Dormidas
ellas, ligeramente, comenzaban a despertar. Tórridos y fulminantes sonidos,
rasgaban sus vestimentas, despejaban su piel. Enseñaban al mundo, su disfraz
más puro.
Desnudas
estaban, aguardando el placer. Aquel que con su acrimonia patentaba su paso
fugaz, aquel que con su parsimonia, ocultaba el hechizo mortal.
Frágiles
no eran, pese a su languidez. Bravas no se mostraban, pese a su interna robustez. Aquellas
féminas oscuras que Egon retrató, me susurraban al oído relatos de exaltados recuerdos,
ficciones de la pasión. Tímidas eran, ante la mirada curiosa, valientes
guerreaban, ante el reprimido opresor.
Ellas
se hacían presentes en los instantes más táctiles, en los perfiles de aquellas
sombras que se hacían luz con un simple cerrar de ojos.
Ellas
no eran solo mi fiel evocación del gozo vivido sino también, del deseo
especulador. Yo estaba allí con ellas. Ellas, habitaban en los receptáculos más pequeños de mi profundo ser.
Sin
saberlo, Egon me las había obsequiado. Las había pintado para mí y para mi
desvariada imaginación. Sus mujeres eran mi constancia más certera de la
perpetuidad del agrado, eran un emblema de esta pasajera actuación.
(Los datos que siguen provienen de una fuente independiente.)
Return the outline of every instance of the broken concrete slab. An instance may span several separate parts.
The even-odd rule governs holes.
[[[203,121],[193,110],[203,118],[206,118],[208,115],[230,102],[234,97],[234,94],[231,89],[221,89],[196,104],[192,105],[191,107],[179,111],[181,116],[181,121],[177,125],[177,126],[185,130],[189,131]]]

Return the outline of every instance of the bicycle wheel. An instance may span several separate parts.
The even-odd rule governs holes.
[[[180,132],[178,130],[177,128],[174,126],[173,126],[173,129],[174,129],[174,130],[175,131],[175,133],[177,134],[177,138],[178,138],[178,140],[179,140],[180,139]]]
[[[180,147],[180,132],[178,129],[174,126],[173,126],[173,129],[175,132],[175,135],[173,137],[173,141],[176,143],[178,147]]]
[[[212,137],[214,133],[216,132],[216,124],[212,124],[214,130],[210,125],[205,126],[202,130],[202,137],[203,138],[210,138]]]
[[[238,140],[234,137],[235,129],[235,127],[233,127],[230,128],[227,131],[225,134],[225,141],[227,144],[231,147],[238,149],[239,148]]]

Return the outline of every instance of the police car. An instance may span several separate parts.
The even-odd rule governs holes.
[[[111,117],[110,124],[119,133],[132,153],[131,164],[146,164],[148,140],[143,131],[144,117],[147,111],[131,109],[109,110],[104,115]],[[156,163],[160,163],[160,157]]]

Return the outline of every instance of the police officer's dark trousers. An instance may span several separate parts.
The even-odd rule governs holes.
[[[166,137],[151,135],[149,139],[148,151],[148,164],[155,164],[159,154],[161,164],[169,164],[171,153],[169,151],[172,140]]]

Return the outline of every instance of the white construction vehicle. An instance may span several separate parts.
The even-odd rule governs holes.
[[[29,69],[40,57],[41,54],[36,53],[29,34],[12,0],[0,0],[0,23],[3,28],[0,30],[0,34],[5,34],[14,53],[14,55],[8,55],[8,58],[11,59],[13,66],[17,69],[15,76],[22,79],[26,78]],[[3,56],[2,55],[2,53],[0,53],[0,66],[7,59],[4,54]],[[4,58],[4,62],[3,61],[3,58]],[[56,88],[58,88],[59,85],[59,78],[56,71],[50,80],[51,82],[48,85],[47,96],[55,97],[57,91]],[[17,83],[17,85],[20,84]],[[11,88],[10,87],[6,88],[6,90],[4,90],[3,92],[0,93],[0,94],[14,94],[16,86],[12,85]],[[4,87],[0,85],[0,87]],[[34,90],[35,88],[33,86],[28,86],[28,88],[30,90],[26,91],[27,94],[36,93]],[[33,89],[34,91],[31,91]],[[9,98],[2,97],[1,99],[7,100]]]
Con ellas
me refugiaba en mis momentos más sombríos, con ellas resplandecía en mis
momentos de fogosa fantasía, de alterada emoción.
Con
las mujeres de Egon me proyectaba, viajaba por horas a paraísos terrenales, de
esos que encuentran su salvación a varios metros bajo el suelo, a unos cuantos soles
del cielo, a unos cuantos pasos del redentor.
Por
instantes, las dudas se despejaban y ante la claridad de las ideas, les daba las
gracias a ellas, por animarme a ser quién soy.